Further British finalists this year include Lizzie Nunnery (The Swallowing Dark) and Lucy Prebble (Enron). US
writers are Annie Baker (The Aliens), Julia Cho (The Language Archive), Melissa James Gibson (This), Young Jean
Lee (The Shipment), alongside Canadian Hannah Moscovitch (East of Berlin) and Irish playwright Abbie Spallen
(Strandline).
Press enquiries
Clean Break
The Susan Smith Blackburn Prize
Nancy Poole: 07957 342 850 / nancy@nancypoolepr.com
London Administrator: caroline@ckeely.co.uk
Notes to Editors
The Susan Smith Blackburn Prize
Established in 1978, The Susan Smith Blackburn Prize is the first international award created to recognise women
playwrights, and remains the most important award of its kind. The Prize reflects the values and interests of
Susan Smith Blackburn, noted American actress and writer who lived in London during the last 15 years of her life.
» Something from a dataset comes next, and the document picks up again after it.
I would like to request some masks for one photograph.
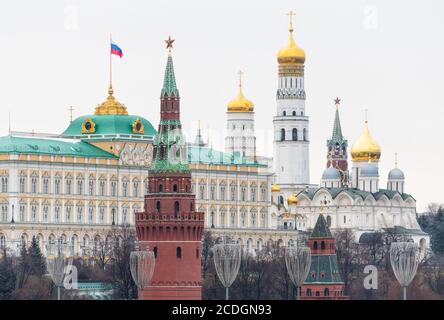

She died in 1977 at the age of 42, and her sister, Emilie Kilgore, and husband, William Blackburn, established the
award in her honour.
Past recipients of The Susan Smith Blackburn Prize include Judith Thompson’s Palace of the End, Gurpreet Kaur
Bhatti’s Behzti, Sarah Ruhl’s The Clean House, Dael Orlandersmith’s Yellowman, Susan Miller’s A Map of Doubt
and Rescue, Gina Gionfriddo’s U.S. Drag, Bridget Carpenter’s Refuge, Paula Vogel’s How I Learned to Drive, Moira
Buffini’s Silence and Caryl Churchill’s Serious Money.
Clean Break
Clean Break was founded in 1979 by two women in prison. The company now delivers a year-round programme
of theatre productions, new writing projects and drama-based education from its North London studios and in
women’s prisons, alongside professional development, training and advocacy.
it felt empty when the heart went at first but it is alright now played at Arcola Theatre in London from 7 to 31
October 2009.
Lucy Kirkwood wrote the play during her time as Clean Break’s Resident Playwright. Her residency included
working with Clean Break’s students in its Kentish Town centre and in prisons. She wrote Cakehole for the Access
to Theatre student group (Michael Frayn Space, Hampstead Theatre) and also initiated North Circular, a ‘chainplay’ written by prisoners at three women’s prisons which received a Koestler Award and was staged at the South
Bank in December 2009.
The play tells the story of Dijana: professional romantic, eternal optimist and accidental prostitute. Sex-trafficked
to the bright lights of London by her boyfriend, she keeps a tight grip on her plans for the future as she shares her
hopes and disappointments, ambition and humour. Directed by Lucy Morrison and designed by Chloe Lamford,
the production transformed the Arcola’s Studio K to immerse its audience in her journey.